As evidence, Dr. Sniderman cites many prospective observational studies that found apoB to be superior to LDL-C in assessing CVD risk, including the Québec Cardiovascular Study, Northwick Park Heart Study, Framingham Heart Study, Copenhagen City Heart Study, the Interheart and Interstroke studies, and others. Two prospective studies (Emerging Risk Factors Collaboration and Atherosclerosis Risk in Communities) found apoB equal to LDL-C in risk assessment. “But primarily they were based on whether it changed the c-statistic, and that’s irrelevant,” he said. They found “total cholesterol was just as good as anything, which is nonsense.”

Five Mendelian randomization studies found apoB superior to LDL-C in predicting coronary heart disease (Richardson TG, et al. PLoS Med. 2020;17[3]:e1003062; Zuber V, et al. Int J Epidemiol. 2021;50[3]:893–901; Yuan S, et al. Ann Neurol. 2020;88[6]:1229–1236; Levin MG, et al. Circulation. 2021;144[5]:353–364; Richardson TG, et al.

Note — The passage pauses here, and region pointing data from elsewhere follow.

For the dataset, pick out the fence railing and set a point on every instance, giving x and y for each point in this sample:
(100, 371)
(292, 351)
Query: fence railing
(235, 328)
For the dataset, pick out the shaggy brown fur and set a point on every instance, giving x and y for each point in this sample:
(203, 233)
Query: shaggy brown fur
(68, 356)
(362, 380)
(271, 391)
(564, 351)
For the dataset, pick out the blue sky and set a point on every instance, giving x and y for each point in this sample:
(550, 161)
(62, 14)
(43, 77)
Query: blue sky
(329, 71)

Lancet Healthy Longev. 2021;2[6]:e317–e326). Seven prospective observational studies found apoB to be equal to non-HDL-C as a marker, and nine prospective observational epidemiological studies found it to be superior to non-HDL-C. “There are more that show apoB wins,” he noted. (For example: Steffen BT, et al. Arterioscler Thromb Vasc Biol. 2015;35[2]:448–454; Marston NA, et al. JAMA Cardiol. 2022;7[3]:250–256; O’Donnell MJ, et al. J Stroke. 2022;24[2]:224–235.)

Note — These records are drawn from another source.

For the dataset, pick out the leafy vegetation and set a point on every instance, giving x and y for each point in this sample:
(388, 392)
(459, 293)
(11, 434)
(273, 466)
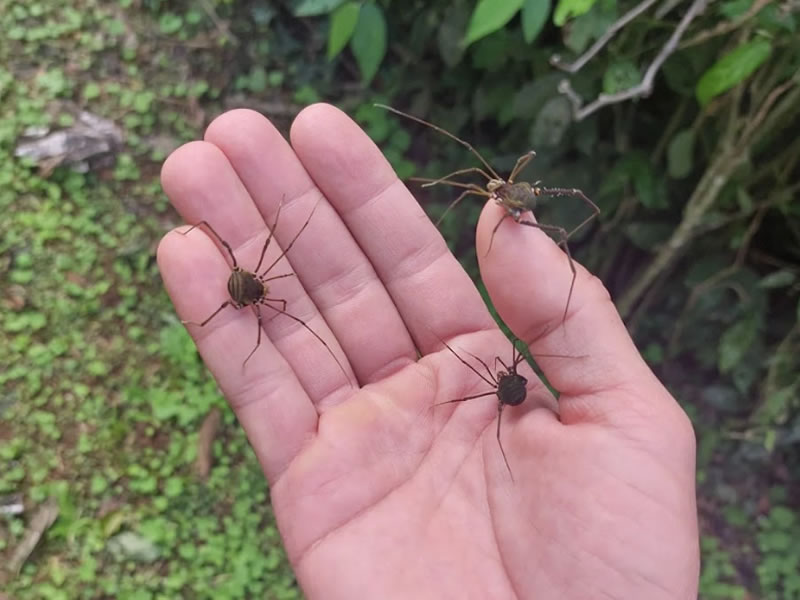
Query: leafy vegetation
(104, 400)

In a 2019 paper, Dr. Sniderman and coauthors illustrated discordance in LDL-C and apoB when the apoB particles contain an average mass of cholesterol, when they are cholesterol-enriched, and when they are cholesterol-depleted (Sniderman AD, et al. JAMA Cardiol. 2019;4[12]:1287–1295). “Simply because the absolute hazard ratio for LDL-C/non-HDL-C are equal in a study does not mean they predict risk equally in an individual with cholesterol-loaded or cholesterol-depleted apoB particles,” he said.

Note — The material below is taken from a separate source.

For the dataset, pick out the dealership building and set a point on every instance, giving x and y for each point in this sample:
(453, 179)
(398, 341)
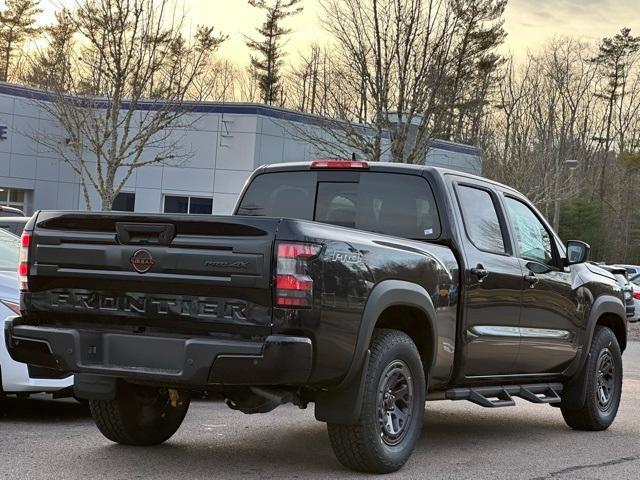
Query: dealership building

To show what that means to an individual, Dr. Sniderman created the profile of a patient with cholesterol-depleted apoB particles who had an LDL-C of 111 mg/dL, non-HDL-C of 134 mg/dL, and apoB of 115 mg/dL. He assigned the patient a hazard ratio of 1.20 and two standard deviations. “This is small dense LDL,” he said.

“In any individual, when apoB particles are either cholesterol-loaded or -depleted, the risk predicted by LDL-C/non-HDL-C and apoB will not be equal,” he said. The predicted increase in the individual’s CVD risk was 44 percent based on the patient’s LDL-C and non-HDL-C, whereas the apoB-predicted increased risk was 73 percent, Dr. Sniderman said.

In patients who are discordant based on the amount of cholesterol in their apoB particles, the apoB and cholesterol markers will predict differently, even if the hazard ratio is the same, he said. “That’s the core idea in discordance analysis.” Conventional statistical methods were not designed to deal with highly correlated variables like LDL-C, non-HDL-C, and apoB. “And that’s been used as an argument for saying they’re equivalent,” Dr. Sniderman said. Discordance analysis was designed to directly contrast risk predictions by highly correlated variables.

Dr. Sniderman and coauthors studied a Framingham offspring cohort to determine the additional value of apoB beyond LDL-C or non-HDL-C as a predictor of coronary heart disease (Pencina MJ, et al. Eur J Prev Cardiol. 2015;22[10]:1321–1327). “We separated the population into tertiles,” he explained. One-third of the population had cholesterol-enriched particles, one-third had cholesterol-depleted particles, and the middle third had an average amount of cholesterol.

LDL-C and apoB are highly correlated variables, Dr. Sniderman said, “but there can be significant discordance,” meaning “that for a specific value of one, there’s a range of values for the other.”